Bile is made in the liver and stored in the gallbladder. It helps digest food. Bile normally passes out of the liver through a series of tubes (ducts). Bile can back up into the liver if a duct becomes blocked. It can also back up if a hole or tear forms in a duct. Biliary drainage is a procedure to drain bile from the liver. The procedure is done by a specially trained doctor called an interventional radiologist.
Follow any instructions you are given on how to get ready. These include:
Follow any directions you’re given for not eating or drinking before the procedure.
Tell the technologist if you are or could be pregnant,or if you are breastfeeding.
Tell the technologist if you are allergic to X-ray dye (contrast medium) or other medicines.
Be sure your doctor knows about all medicines you take. You may be told to stop taking some or all of them before the test. This includes:
All prescription medicines
Over-the-counter medicines that don't need a prescription
Any street drugs you may use
Herbs, vitamins, kelp, seaweed, cough syrups, and other supplements
You will change into a hospital gown and lie on an X-ray table.
An IV (intravenous) line will be put into a vein. This is to give you fluids and medicines. You may be given medicine to help you relax and make you feel sleepy.
The skin on your stomach is cleaned.
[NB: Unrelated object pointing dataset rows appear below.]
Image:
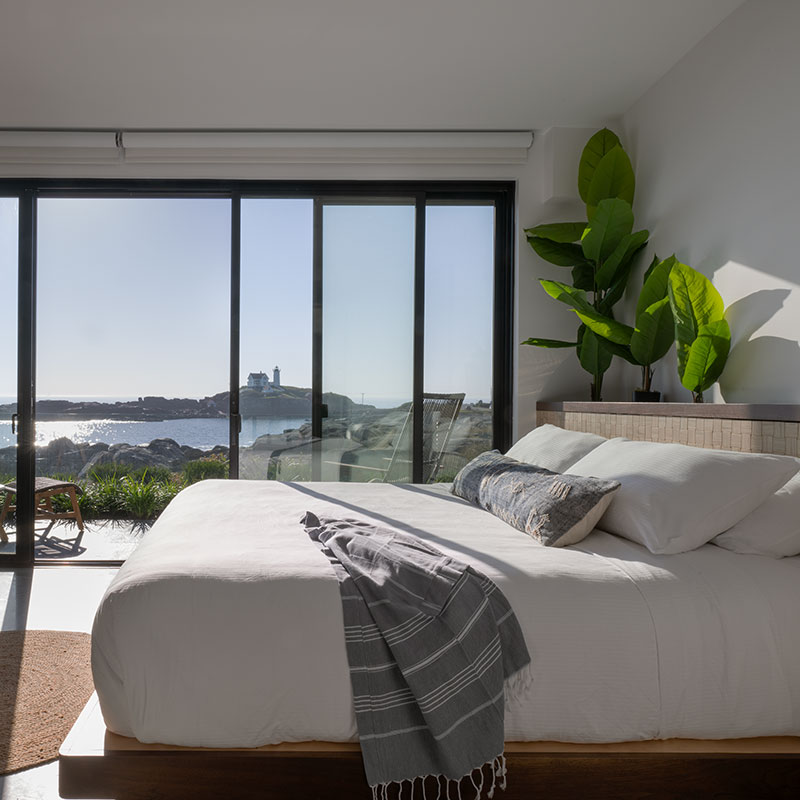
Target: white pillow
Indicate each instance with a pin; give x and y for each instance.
(554, 448)
(773, 529)
(674, 497)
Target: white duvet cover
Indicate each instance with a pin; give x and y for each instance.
(224, 628)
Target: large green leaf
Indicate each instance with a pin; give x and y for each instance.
(596, 148)
(612, 178)
(617, 288)
(594, 356)
(558, 253)
(567, 294)
(653, 264)
(552, 343)
(611, 224)
(695, 302)
(583, 277)
(707, 356)
(622, 351)
(655, 285)
(606, 327)
(558, 231)
(654, 334)
(629, 245)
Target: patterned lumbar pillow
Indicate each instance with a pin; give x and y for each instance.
(554, 509)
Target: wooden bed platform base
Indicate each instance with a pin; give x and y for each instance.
(97, 764)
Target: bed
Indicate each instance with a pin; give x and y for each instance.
(224, 631)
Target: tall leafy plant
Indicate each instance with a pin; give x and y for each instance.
(653, 333)
(702, 334)
(599, 251)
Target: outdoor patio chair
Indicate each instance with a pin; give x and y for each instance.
(44, 490)
(439, 412)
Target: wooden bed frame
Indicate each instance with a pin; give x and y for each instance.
(95, 763)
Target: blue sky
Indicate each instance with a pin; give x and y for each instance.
(134, 296)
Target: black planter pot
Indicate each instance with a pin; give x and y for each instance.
(646, 397)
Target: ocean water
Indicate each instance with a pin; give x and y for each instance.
(201, 433)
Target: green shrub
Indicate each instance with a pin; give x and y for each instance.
(215, 466)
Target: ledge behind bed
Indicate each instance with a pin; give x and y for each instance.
(722, 426)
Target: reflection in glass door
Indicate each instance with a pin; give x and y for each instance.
(9, 421)
(459, 321)
(367, 268)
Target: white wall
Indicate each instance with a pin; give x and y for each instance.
(716, 149)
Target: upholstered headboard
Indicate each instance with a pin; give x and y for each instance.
(735, 426)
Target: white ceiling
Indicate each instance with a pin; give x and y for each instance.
(338, 64)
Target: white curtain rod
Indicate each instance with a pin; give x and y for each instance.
(309, 147)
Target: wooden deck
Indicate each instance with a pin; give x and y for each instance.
(97, 764)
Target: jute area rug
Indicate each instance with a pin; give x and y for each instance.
(45, 681)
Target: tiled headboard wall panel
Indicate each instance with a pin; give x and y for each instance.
(754, 435)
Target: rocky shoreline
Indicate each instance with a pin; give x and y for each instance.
(367, 429)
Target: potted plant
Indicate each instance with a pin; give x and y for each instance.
(702, 334)
(653, 333)
(600, 251)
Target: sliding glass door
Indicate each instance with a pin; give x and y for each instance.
(133, 303)
(175, 331)
(275, 335)
(9, 416)
(367, 340)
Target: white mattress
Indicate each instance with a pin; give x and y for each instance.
(224, 628)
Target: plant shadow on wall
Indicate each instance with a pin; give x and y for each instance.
(759, 366)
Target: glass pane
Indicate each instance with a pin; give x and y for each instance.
(275, 351)
(459, 291)
(368, 318)
(9, 238)
(133, 362)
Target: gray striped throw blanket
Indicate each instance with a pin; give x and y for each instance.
(434, 652)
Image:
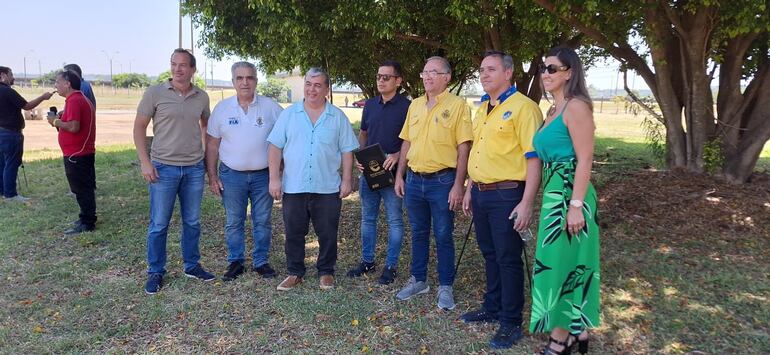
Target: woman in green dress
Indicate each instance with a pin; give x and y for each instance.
(565, 294)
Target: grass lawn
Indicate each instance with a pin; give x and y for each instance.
(685, 269)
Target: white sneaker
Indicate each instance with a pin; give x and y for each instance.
(17, 198)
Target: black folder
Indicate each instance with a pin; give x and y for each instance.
(373, 158)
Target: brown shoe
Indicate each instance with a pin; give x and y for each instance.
(289, 283)
(327, 282)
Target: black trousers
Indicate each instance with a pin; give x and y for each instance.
(298, 211)
(81, 176)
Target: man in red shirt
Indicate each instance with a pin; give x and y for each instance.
(77, 132)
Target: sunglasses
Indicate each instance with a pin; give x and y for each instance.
(553, 68)
(386, 77)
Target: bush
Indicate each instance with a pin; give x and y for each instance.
(164, 76)
(133, 80)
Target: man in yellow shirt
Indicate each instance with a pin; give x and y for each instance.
(437, 136)
(504, 175)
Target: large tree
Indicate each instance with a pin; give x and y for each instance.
(684, 44)
(350, 38)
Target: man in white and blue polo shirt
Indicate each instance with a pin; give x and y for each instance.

Medicine is put on the skin to numb it.
A needle is put into the liver. Contrast medium is injected into the ducts. This helps the duct system show clearly on X-rays.
A thin, flexible tube (catheter) is put in and moved into the liver. The radiologist uses X-ray or ultrasound pictures as a guide. He or she moves the catheter into the duct that needs to be drained.
Bile drains through the catheter out of your body. A bag is attached to the end of the catheter to collect the bile as it drains.
The catheter may be temporarily sutured or taped to your skin to keep it secure and prevent it from moving.
The radiologist may be able to use the catheter to clear the blockage during the procedure. In this case, a mesh tube (stent) may then be put in the duct to help keep it open. This allows the catheter to be taken out, usually at a later time.
A slight fever (1°F above your normal temperature) is normal for the first 24 hours after the procedure. If the fever lasts longer than 24 hours do what your health care provider
You will likely stay in the hospital overnight or longer.
Care for the catheter and drainage site as directed.
Talk with your health care provider about how long the catheter will need to stay in place.
Infection inside your body or at the insertion site
Bleeding at the insertion site
Leakage of bile into the abdomen
Liver injury and bleeding inside the liver. You may need a blood transfusion for this.
Problems because of contrast medium. These include allergic reaction or kidney damage.
Exposure to generally safe and low levels of X-ray radiation. This exposure is felt to be very low and usually this risk is far outweighed by the benefits of the study.